Across social media this week, people have been celebrating August 23 as Internaut Day, supposedly the 25th anniversary of the World Wide Web being made available to the public. Whilst this is not strictly true (here is a link from CERN explaining more) the Web has indeed now been around for a quarter of a century. I have had the often dubious pleasure of having been online for most if not all of that time, and it is amazing to see how use of the web has grown from being a fringe, nerdy sort of thing to an everyday part of most people’s lives.
Of course, what being “on the internet” means for the average person has changed a lot over the years. Today, most of people’s online expression is done via a handful of social media sites and mobile apps. Back then people thrashed it out (and often harassed and bullied one another) in Usenet groups and chat rooms. People built personal homepages rather than profiles on social media. The same jokes circulated over and over again via e-mail rather than as re-posts on people’s timelines or re-tweets. The more things change, the more they really do stay the same. The difference now is that the internet is so ubiquitous.

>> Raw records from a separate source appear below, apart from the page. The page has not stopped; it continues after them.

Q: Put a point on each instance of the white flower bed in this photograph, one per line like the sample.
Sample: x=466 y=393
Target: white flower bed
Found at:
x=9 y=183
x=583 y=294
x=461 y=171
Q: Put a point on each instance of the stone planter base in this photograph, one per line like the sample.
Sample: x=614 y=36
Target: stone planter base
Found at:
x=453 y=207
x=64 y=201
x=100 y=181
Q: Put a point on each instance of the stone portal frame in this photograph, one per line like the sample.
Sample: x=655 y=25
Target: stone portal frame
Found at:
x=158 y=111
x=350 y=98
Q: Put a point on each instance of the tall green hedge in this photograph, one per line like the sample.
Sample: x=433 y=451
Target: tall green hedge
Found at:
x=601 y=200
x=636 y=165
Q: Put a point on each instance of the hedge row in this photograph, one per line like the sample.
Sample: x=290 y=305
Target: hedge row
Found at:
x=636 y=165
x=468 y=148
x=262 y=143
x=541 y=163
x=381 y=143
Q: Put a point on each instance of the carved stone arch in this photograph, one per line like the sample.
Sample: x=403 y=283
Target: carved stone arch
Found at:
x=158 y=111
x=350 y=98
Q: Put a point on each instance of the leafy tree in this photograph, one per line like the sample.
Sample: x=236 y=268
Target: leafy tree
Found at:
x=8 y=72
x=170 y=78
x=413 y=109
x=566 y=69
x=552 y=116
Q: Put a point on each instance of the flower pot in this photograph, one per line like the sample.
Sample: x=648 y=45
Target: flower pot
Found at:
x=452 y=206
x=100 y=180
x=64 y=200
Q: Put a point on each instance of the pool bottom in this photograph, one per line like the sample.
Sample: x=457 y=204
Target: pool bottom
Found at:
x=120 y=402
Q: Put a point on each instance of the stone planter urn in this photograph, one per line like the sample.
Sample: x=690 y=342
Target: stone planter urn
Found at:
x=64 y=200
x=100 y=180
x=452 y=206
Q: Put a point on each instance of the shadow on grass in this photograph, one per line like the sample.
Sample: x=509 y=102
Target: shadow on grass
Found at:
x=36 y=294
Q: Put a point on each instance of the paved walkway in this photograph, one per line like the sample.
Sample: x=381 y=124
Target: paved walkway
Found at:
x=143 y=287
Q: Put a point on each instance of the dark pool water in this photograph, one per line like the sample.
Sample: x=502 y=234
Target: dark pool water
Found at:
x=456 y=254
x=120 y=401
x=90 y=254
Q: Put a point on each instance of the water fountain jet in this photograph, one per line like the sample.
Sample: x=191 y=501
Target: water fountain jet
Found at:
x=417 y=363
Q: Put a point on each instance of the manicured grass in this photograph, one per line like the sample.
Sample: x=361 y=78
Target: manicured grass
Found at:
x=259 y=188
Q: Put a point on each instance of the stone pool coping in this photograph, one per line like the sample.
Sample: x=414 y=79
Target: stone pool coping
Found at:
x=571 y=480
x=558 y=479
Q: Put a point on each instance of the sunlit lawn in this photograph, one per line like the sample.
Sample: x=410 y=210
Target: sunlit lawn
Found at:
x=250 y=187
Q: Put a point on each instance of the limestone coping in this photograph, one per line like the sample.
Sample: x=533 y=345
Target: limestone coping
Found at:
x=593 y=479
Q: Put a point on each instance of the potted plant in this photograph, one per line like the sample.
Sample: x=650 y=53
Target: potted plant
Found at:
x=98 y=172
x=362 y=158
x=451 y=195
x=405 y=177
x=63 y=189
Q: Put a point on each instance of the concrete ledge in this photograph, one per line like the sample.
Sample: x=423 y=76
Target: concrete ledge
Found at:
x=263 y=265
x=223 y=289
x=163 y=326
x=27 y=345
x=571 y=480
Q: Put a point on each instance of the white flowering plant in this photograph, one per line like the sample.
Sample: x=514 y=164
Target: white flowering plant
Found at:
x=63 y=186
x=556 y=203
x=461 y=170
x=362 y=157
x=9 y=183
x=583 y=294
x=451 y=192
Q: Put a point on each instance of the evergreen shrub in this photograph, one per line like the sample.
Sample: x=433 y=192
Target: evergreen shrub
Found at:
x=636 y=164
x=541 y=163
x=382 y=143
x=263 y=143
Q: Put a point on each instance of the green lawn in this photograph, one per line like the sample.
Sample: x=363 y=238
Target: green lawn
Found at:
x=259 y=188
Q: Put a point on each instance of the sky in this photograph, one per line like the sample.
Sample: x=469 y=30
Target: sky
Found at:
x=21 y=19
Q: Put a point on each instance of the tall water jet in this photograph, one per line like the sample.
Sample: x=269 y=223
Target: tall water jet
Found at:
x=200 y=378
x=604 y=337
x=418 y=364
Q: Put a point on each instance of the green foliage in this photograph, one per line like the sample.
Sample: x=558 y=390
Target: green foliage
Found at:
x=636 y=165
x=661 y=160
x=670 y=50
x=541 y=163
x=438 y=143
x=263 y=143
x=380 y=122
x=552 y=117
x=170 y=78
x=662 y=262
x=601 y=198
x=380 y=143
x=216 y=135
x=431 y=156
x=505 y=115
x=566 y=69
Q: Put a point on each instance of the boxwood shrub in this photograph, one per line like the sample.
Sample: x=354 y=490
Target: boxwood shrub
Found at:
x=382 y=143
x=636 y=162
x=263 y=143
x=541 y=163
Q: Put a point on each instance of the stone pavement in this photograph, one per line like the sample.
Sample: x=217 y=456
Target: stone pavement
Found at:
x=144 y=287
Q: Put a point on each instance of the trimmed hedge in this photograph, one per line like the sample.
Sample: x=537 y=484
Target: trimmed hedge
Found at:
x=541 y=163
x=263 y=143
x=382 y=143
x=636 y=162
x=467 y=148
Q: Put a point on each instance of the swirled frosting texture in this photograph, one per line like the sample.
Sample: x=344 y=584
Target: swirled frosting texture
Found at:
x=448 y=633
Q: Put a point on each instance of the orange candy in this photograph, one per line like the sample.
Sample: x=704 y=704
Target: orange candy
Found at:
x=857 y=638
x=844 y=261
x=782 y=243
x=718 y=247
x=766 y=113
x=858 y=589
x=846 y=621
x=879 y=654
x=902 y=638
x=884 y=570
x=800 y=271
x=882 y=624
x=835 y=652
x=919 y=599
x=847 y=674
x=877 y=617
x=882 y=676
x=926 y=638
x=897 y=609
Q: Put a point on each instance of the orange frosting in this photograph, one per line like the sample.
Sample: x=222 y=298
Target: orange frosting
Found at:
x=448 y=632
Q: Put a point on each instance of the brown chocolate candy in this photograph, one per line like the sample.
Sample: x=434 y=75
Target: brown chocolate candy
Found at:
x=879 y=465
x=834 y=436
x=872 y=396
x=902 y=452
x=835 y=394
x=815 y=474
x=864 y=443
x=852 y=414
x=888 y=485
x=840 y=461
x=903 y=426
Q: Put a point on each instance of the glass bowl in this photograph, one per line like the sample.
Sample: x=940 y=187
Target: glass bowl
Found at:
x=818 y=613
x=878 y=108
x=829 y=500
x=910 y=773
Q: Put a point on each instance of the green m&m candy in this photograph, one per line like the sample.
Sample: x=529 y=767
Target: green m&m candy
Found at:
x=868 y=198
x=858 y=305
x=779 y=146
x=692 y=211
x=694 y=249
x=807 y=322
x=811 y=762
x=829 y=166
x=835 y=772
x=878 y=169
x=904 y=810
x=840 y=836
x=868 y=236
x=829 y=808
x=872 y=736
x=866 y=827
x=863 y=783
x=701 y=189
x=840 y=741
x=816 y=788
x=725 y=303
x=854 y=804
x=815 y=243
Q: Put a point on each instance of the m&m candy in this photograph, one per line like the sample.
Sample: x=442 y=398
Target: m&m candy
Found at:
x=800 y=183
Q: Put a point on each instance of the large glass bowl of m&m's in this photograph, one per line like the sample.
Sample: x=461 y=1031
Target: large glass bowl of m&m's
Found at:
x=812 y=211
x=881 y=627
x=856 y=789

It used to be that being online was a choice; now so much business is conducted via the internet that not being connected would present major inconveniences to many people. Getting connected took effort and patience; dial-up modems were slow and often browsing with images turned off was the only practical option (remember those animated-GIF-heavy Geocities pages?). Today, we can access all of the world’s information almost anywhere, using a device that we can carry in our pocket.
Our ability to communicate with each other today is unparalleled in history. Several times in recent years we have seen both the good and the bad effects of this communication evident in the world. Several years ago, according to Wired magazine, a Reddit user posted a question about what aspect of modern life someone from the 1950s would find hardest to understand. One of the most popular replies went something like this: “I possess a device, in my pocket, that is capable of accessing the entirety of information known to man. I use it to look at pictures of cats and get in arguments with strangers.”
When Tim Berners-Lee and his team created the World Wide Web, he envisaged a means for people to share information and knowledge, to find solutions to problems. We have this now; we have had it for twenty-five years. It’s up to us how we want to use it.
Like what I’ve written? PLEASE, don’t just copy and paste it to your social media timeline. Instead, spend just a few minutes writing something original to you, that you have spent a little time thinking about. People will enjoy it much more than another re-posted animal video or political meme.